WASHINGTON ― The Senate is expected to vote this week on whether to confirm a judicial nominee who helped draft North Carolina’s voter suppression law and defended racially discriminatory gerrymandering, and who was accused of lying to lawmakers about his role in disenfranchising black voters in the 1990s.
The Senate Judiciary Committee voted along party lines in January to advance the nomination of Thomas Farr, 64, a lawyer whom President Donald Trump picked for a lifetime seat on the U.S. District Court for the Eastern District of North Carolina. The nomination has faced particularly vocal opposition from black lawmakers, civil rights groups and the NAACP, who claim that Farr intentionally disenfranchised voters of color and undermined workers’ rights.
“For the Senate to first bring up the judicial nominee known as the ‘vote-suppressor-in-chief’ adds insult to injury,” said Hilary Shelton, director of the NAACP’s Washington bureau. “It makes crystal clear who stands for voting rights and who stands for voting wrongs.”
All of the 49 members who caucus with Democrats in the Senate have pledged to vote against Farr. Sen. Jeff Flake (R-Ariz.) has indicated he will not support any more of Trump’s judicial picks until Senate Majority Leader Mitch McConnell (R-Ky.) allows a vote on legislation protecting special counsel Robert Mueller. This means Democrats would only need to pick up one more vote to sink Farr’s nomination.
As an attorney, Farr helped write a 2013 North Carolina law that activated a number of voting restrictions, including cutting early voting and requiring voter ID. The GOP-led legislature then hired Farr to defend the law in a federal lawsuit challenging it. During a hearing in the case, Farr denied that the law was intentionally discriminatory, and said it was “not a nefarious thing.” But in 2016, the U.S. Court of Appeals for the 4th Circuit struck down the law, saying North Carolina lawmakers enacted changes that they knew would disproportionately affect African-Americans. The law, the court said, targeted black people “with almost surgical precision.” The U.S. Supreme Court declined to take up an appeal of the decision.
North Carolina Republicans also hired Farr to defend their state and congressional legislative plans. Some of those districts were struck down as unlawfully racially gerrymandered in decisions upheld by the U.S. Supreme Court.

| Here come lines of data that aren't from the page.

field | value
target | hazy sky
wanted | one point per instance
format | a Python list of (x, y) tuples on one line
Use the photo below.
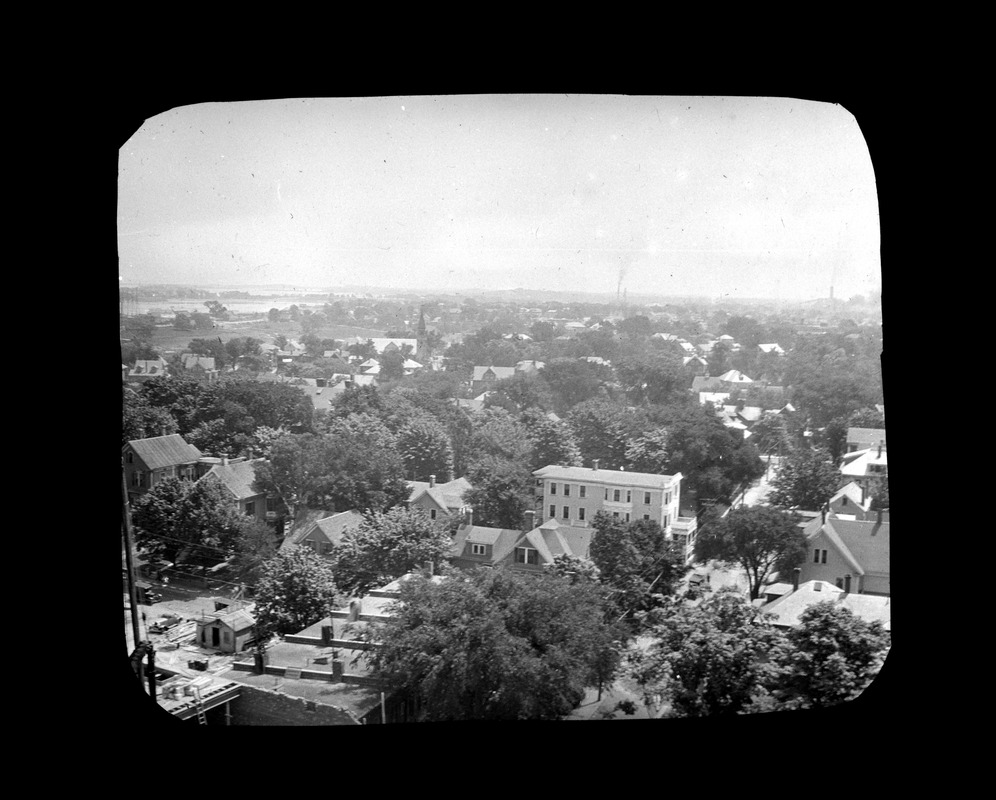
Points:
[(715, 196)]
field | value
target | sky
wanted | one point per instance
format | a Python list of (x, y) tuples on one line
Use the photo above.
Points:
[(681, 196)]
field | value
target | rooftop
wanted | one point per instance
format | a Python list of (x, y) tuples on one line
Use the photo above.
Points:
[(608, 476)]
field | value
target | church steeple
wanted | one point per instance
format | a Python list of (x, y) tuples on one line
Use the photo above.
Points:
[(422, 353)]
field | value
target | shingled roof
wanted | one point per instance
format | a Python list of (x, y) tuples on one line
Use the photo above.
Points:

The timing of Farr’s vote in the Senate ― after the midterm elections, and nearly 10 months after he was advanced out of committee ― suggests that Republicans recognized they’d have an easier time pushing through his nomination during the lame-duck period before a new Congress is seated in January. Democrats, meanwhile, are hoping to pick off at least one moderate GOP senator, like Sen. Susan Collins (Maine) or Sen. Lisa Murkowski (Alaska), to join them in defeating Farr’s nomination. They are also targeting lawmakers like Sen. Tim Scott (S.C.), the GOP’s lone African-American senator, and Sen. Marco Rubio (Fla.), both of whom helped sink a Trump judicial nominee this summer over his racist writings.
Farr’s vote “is a litmus test for voting rights in the Senate,” Sen. Brian Schatz (D-Hawaii) wrote on Twitter last week. “I think we stand a good chance of succeeding.”
During his confirmation hearing, Farr faced questions about his work as a lawyer for former Sen. Jesse Helms (R-N.C.) in 1990. Just before Election Day that year, Helms’ campaign targeted black voters with over 100,000 postcards that had incorrect information about voter qualifications. The postcards warned readers that they could face criminal charges for illegally voting, an intimidation tactic.
Farr told senators he did not know about the postcard scheme until the Justice Department contacted the campaign about it, but a former Justice Department official said Farr attended a meeting about “ballot security” before the postcards were sent out.
Asked about the discrepancy, Farr later told senators he had attended the meeting but did not discuss the postcards there.
Farr’s nomination has also attracted controversy because he would fill the longest judicial vacancy in the country. The Eastern District of North Carolina, which is about 27 percent black, has never had an African-American judge. President Barack Obama nominated two African-American women to the court, but Republicans stalled both their nominations.